The UniVLG architecture is a vision-language transformer that processes language utterances along with RGB-D or lifted RGB images. It uses a ViT backbone followed by 3D relative attention layers that produce 3D feature tokens. The model includes a proposed decoder that iteratively refines learnable queries using token-language-query attentions, enabling it to decode object segments and match them to corresponding noun phrases in the input referential utterance.

Figure 2: UniVLG Architecture: Fuses information across vision and language to predict 3D segments or generate answers using a ViT backbone and 3D attentions.

Language-Conditioned Mask Decoder

UniVLG introduces a language-conditioned mask decoder shared between 2D and 3D modalities. The decoder predicts segmentation masks by conditioning visual features and language instructions. This innovation is critical for effective grounding in RGB and RGB-D images, providing a unified output space involving per-patch predictions, which translates to precise segment decoding—shown to outperform traditional box-based decoders.

Training Strategy

UniVLG is trained on 2D and 3D datasets, co-training both modalities while leveraging 2D-to-3D lifting strategies which narrow the domain gap between 2D and 3D inputs. The architecture benefits from the representation strength of pre-trained 2D backbones and incorporates supervised mask, text span, box losses, and text generation objectives for end-to-end learning.

Experiments and Results

UniVLG is evaluated on several benchmarks, including 3D referential grounding, visual question answering, and 3D instance segmentation tasks, significantly outperforming existing methods. In the referential grounding task, UniVLG achieves state-of-the-art results in both in-domain (e.g., ScanRefer, NR3D) and out-of-domain settings (e.g., LX3D datasets), demonstrating superior generalization capabilities.

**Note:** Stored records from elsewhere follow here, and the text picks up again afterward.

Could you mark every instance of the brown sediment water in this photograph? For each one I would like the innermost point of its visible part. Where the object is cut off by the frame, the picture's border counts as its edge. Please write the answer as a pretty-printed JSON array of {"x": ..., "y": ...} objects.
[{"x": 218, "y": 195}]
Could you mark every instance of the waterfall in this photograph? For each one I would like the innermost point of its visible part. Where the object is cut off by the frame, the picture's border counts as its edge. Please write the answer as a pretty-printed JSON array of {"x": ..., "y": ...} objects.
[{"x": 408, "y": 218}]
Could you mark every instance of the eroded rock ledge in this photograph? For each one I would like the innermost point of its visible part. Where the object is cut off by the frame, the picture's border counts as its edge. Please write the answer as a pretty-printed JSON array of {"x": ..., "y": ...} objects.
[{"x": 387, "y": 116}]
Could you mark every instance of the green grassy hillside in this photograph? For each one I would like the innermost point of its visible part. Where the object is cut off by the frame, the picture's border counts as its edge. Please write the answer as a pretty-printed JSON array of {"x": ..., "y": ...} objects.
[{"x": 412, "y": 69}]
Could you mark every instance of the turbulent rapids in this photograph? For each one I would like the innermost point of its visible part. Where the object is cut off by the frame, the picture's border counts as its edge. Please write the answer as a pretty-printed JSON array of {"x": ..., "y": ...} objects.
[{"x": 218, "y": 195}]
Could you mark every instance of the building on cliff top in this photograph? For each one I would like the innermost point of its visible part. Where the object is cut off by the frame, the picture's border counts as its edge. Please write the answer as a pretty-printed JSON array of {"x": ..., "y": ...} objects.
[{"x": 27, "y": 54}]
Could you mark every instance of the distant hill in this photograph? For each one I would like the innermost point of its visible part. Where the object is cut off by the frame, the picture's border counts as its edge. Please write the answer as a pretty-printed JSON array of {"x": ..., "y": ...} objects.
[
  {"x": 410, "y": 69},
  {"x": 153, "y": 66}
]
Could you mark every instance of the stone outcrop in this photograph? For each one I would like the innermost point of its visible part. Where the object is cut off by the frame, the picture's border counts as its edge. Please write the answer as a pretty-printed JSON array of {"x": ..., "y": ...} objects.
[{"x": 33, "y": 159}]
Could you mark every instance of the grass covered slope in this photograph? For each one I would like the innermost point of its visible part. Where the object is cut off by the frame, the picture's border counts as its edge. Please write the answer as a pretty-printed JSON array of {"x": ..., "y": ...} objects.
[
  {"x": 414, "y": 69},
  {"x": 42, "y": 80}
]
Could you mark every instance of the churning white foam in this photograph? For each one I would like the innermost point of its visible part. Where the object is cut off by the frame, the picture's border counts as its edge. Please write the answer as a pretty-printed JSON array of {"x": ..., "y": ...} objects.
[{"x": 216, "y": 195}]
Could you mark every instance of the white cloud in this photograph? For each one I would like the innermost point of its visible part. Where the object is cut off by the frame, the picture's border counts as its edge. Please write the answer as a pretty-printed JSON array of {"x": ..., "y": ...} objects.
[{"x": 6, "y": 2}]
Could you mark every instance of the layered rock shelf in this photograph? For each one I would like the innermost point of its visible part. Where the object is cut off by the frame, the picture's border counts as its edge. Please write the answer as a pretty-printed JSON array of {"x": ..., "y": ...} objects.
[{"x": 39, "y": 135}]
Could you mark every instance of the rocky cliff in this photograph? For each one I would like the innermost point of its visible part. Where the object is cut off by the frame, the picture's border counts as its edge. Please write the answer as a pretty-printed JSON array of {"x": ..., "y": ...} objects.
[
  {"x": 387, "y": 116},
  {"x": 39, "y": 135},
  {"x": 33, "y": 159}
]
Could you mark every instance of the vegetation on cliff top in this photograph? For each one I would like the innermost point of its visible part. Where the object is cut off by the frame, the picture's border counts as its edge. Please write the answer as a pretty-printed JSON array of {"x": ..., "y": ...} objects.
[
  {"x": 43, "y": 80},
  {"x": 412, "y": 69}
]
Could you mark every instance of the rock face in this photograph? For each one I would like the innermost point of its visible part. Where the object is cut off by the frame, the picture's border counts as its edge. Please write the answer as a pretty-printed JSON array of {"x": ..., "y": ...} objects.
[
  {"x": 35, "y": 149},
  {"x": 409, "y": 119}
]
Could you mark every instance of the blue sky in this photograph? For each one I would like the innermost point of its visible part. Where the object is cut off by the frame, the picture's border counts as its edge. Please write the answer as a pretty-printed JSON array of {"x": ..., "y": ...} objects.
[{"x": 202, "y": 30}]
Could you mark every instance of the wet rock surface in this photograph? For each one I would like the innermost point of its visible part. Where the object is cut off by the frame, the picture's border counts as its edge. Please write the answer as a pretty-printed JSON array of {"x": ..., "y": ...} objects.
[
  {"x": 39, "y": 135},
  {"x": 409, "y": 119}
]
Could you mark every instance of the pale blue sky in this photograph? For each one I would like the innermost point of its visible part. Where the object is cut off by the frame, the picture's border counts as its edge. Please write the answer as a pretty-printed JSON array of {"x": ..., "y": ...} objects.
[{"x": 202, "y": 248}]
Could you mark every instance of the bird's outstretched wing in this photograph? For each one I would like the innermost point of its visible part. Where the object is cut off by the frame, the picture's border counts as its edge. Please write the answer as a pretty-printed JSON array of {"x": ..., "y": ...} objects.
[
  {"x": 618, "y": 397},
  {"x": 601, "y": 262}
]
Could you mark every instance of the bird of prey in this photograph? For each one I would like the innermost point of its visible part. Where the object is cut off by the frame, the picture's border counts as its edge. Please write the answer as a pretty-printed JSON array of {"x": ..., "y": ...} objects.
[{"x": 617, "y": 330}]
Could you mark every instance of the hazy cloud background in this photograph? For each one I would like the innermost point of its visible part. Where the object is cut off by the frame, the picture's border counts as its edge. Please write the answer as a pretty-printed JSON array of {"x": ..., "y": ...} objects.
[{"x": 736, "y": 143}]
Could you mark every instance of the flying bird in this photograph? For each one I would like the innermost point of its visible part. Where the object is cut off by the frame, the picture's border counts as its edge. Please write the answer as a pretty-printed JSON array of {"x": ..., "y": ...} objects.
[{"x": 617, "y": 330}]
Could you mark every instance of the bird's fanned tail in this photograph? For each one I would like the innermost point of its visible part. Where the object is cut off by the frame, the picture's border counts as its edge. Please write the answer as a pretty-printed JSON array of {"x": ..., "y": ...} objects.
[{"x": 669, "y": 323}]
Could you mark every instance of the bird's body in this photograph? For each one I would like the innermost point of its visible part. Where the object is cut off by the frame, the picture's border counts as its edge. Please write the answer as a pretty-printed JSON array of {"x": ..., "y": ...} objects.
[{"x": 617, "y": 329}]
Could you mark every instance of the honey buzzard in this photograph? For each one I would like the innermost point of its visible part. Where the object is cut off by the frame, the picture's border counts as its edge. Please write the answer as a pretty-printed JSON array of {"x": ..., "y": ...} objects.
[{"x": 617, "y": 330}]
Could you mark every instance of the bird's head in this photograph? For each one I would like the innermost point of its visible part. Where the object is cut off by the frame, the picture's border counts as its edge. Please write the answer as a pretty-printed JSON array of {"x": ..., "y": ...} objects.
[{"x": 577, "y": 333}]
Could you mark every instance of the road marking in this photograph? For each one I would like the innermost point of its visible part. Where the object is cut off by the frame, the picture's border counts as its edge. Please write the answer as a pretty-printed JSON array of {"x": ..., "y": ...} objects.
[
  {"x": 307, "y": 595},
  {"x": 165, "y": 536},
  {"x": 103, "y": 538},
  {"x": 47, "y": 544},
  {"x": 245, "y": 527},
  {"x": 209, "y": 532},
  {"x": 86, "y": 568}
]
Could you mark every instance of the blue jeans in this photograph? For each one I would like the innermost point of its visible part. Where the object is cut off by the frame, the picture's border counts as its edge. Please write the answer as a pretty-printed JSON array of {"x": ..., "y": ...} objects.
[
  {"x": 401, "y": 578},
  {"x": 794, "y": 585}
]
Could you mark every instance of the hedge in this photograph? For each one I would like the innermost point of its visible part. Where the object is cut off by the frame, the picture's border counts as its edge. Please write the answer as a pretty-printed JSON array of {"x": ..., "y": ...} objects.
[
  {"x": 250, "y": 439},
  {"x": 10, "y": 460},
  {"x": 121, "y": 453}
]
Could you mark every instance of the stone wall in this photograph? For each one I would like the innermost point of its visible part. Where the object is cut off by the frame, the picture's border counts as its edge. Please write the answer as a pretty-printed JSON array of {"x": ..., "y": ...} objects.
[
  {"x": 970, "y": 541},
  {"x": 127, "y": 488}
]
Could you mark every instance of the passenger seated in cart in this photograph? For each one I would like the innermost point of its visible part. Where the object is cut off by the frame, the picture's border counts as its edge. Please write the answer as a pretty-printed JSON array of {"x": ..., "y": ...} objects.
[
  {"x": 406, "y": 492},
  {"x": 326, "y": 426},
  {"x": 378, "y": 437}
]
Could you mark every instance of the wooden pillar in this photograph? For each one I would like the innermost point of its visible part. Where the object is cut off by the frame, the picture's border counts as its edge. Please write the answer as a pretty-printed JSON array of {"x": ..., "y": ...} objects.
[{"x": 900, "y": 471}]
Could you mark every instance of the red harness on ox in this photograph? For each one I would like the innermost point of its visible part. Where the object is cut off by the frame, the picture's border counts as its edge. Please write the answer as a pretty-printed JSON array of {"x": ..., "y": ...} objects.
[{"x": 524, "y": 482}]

Figure 3: Visualization of UniVLG on 3D Referential Grounding Datasets. Shows predictions and ground-truth in complex scenes.

In 3D referential grounding, UniVLG exhibits resilience to input noise and maintains robust performance across unseen scenes and tasks. The model's lifting strategy enhances its applicability to various domains, closing the performance gap with traditional mesh-based methods while operating directly on sensor-generated point clouds.

Discussion

The paper argues the superiority of mask-based decoding over box-based approaches due to its robust performance in scenarios involving complex object instances. However, decoding segment masks is susceptible to failure modes, such as including distant points or multiple instances within a single mask, necessitating further exploration.

Conclusion

UniVLG effectively bridges the gap between 2D and 3D vision-language tasks, leveraging comprehensive training strategies and architecture designs that integrate pre-trained 2D features and innovative decoding mechanisms. Looking ahead, scaling the model with additional 2D datasets and refining mask decodings remain promising avenues for enhancing 3D vision-language systems' robustness and applicability across different complex real-world tasks.